Yani denemeye katılan 40 kişi COVID 19’a yakalanmış.
Bu inanılmaz bir sayı.
Aynı sayıya Sinovac’ın Türkiye’de yürüttüğü faz 3 çalışmasında 13 bin hastada ulaşılmıştı.
Açıklanan oran bile şu anda Türkiye’de salgının çok yaygın olduğunu göstermeye yeterli.
Bu kadar sayıda denek ile yapılan 3. faz çalışması biraz yetersiz gibi. Bir örnek olarak Biontech’in 3. faz çalışması 43 bin denekle yürütülmüştü.
Ateş Kara 3. faz kapsamında aşılamanın hala devam ettiğini söyledi.
Ancak 40 hasta hedefine ulaşıldığı için kod kırımının yapıldığını da belirtti.
Biliyorsunuz Türkiye’de kullanılan diğer iki aşının da, bilinen ve kabul görmüş başka aşıların da sadece üretildikleri ülkede değil, başka ülkelerde de 3. faz çalışmaları yürütülmüştü.
Çin üretimi Sinovac’ın Türkiye’nin yanı sıra farklı Asya ve Güney Amerika ülkelerinde 3. faz klinik çalışmaları yapılmıştı. Keza Biontech de öyle.
Turkovac ise şimdilik sadece Türkiye’de yürütüyor 3. faz çalışmasını. Ama Azerbaycan ile anlaşma sağlanmış, başka ülkelerle de görüşmeler sürüyormuş.
Ateş Kara, Turkovac ile ilgili olarak “En az Sinovac kadar etkili. Etkinlik süresinin ne kadar olacağı henüz belli değil ama inaktif aşıların etkinlik süresi mRNA’lardan daha kısa oluyor” dedi.
Şimdi İlaç ve Tıbbi Cihaz Kurumu Turkovac’ı inceleyecek.
Kara’ya Kurum’un “Yerli ve Milli” olarak lanse edilen bu aşıya onay vermemesinin mümkün olmadığını, onaylamayan hekimlerin hain ilan edileceğini söyleyince itiraz etti ve “Oradaki arkadaşlar o kadar titiz çalışır ki inanamazsınız. Akıllarına yatmayan, güvenmedikleri hiçbir şeye onay vermezler” dedi.
Benim tezim ise Türkiye’deki bugünkü anlayışın vermeyeni yollayıp yerine verecek olanı getirebileceği yolunda idi.
İlaç ve Tıbbi Cihazlar Kurumu’ndan bana ulaşan doktorlar “Aklınızda hiç soru işareti olmasın.

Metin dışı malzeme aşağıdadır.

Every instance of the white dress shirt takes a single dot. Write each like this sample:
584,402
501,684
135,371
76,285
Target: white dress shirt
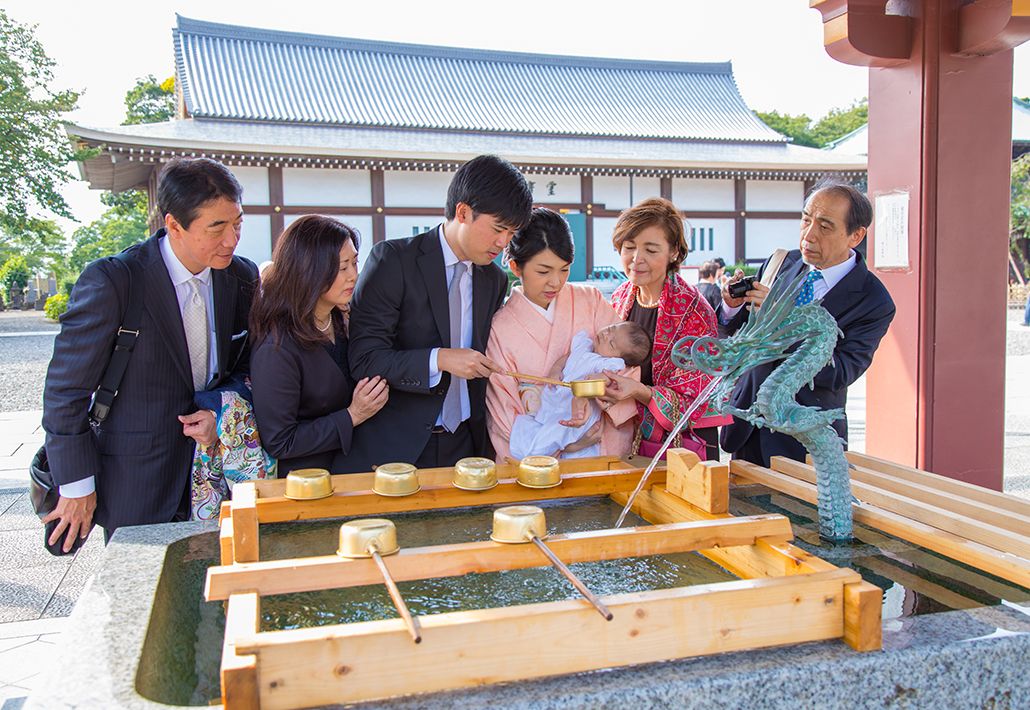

Bizim, çocuklarımızın, torunlarımızın kullanacağı bu ürünlere zorla onay vermemiz mümkün değil. İçiniz rahat olsun” dediler.
İlaç ve Tıbbi Cihaz Kurumu’nun kararını 2022 Ocak ayı içinde vermesi bekleniyor.
Yani Turkovac’ı büyük ihtimalle Şubat ayı başında kullanıma sokabileceğiz.
Ancak yerli ve milli diye mecburi de olmayacak. Hala tercih yapılabilecek ve diğer 2 aşı, yani Sinovac ve Biontech de kullanılmaya ve tercih olarak sunulmaya devam edecek.
Turkovac, Kırklareli ve Şanlıurfa’daki iki tesiste üretilecek.
Geliri ise tamamen kamuya kalacak.
Turkovac yeni mutasyonlara karşı ne yapar, ne yapmaz, kim olur kim olmaz bilmiyorum.
Ama sevindirici olan Türkiye’nin yeniden aşı üretmeye başlamış olması.